Auditors got a little too close to clients.
Public accounting firm Ernst & Young has agreed to pay $9.3 million to settle charges against three of the firm’s audit partners, the SEC announced Monday.
The SEC found that Gregory Bednar, a former senior partner on the engagement team for an unnamed New York-based public company, “maintained an improperly close friendship” with the company’s chief financial officer, thus violating rules that ensure objectivity and impartiality during audits. Bednar reportedly spent close to $100,ooo in travel and entertainment expenses between 2012-2015 while socializing with the company’s chief financial officer and his family, according to the New York Law Journal. The firm was aware of the expenses, but did nothing.
In a separate case, former partner Pamela Hartford, who served on another audit team, had a romantic relationship with Robert Brehl—the former chief accounting officer of client Ventas, a real estate investment trust, according to the SEC.

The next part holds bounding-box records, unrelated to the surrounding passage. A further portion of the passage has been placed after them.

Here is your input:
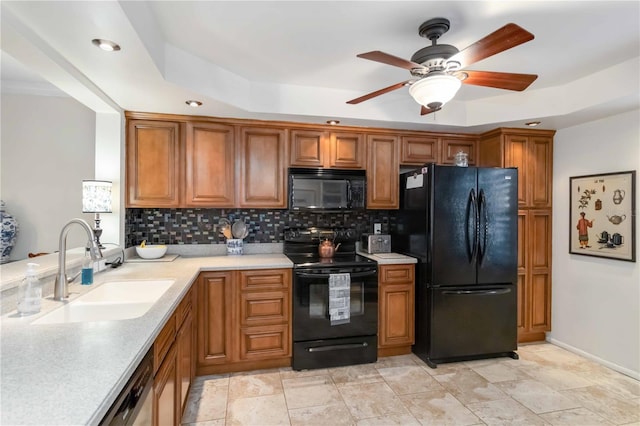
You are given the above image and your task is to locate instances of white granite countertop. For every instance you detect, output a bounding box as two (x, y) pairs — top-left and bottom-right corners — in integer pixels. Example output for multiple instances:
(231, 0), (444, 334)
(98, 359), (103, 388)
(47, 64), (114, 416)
(0, 254), (293, 425)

A third former partner, Michael Kamienski, reportedly did not have any inappropriate relationships with clients, but was also charged because he “became aware of facts suggesting the improper relationship [between Hartford and Brehl] yet failed to perform a reasonable inquiry or raise concerns internally to Ernst & Young’s U.S. independence group,” according to the SEC.
The SEC said in a press release that this case marks the first time it has enforced actions against auditors failing to remain independent “due to close personal relationships between auditors and client personnel.”
Auditors are independent accountants who examine and confirm the accuracy of a public company’s financial statements, according to Reuters. The process is required by the SEC and is meant to assure investors that they can rely on the statements.
Without admitting or denying the findings, the SEC said that Bednar and Ernst & Young consented to the SEC’s order. The firm agreed to pay $4.975 million in monetary sanctions for these violations, and Bednar agreed to a $45,000 penalty. Bednar was also suspended from appearing and practicing before the SEC as an accountant for three years, but can apply for re-instatement after that time.
Ernst & Young, Hartford, Kamienski, and Brehl also consented to the SEC’s order without admitting or denying the findings. Ernst & Young agreed to pay $4.366 million in monetary sanctions for these violations, and Hartford and Brehl each agreed to pay $25,000 in penalties.
Like Bednar, Hartford, Kamienski, and Brehl are all suspended. Brehl can apply for re-instatement after one year, according to the SEC, and Hartford and Kamienski can apply after three years.
Fortune has reached out Ernst & Young for comment and will update the story if it responds.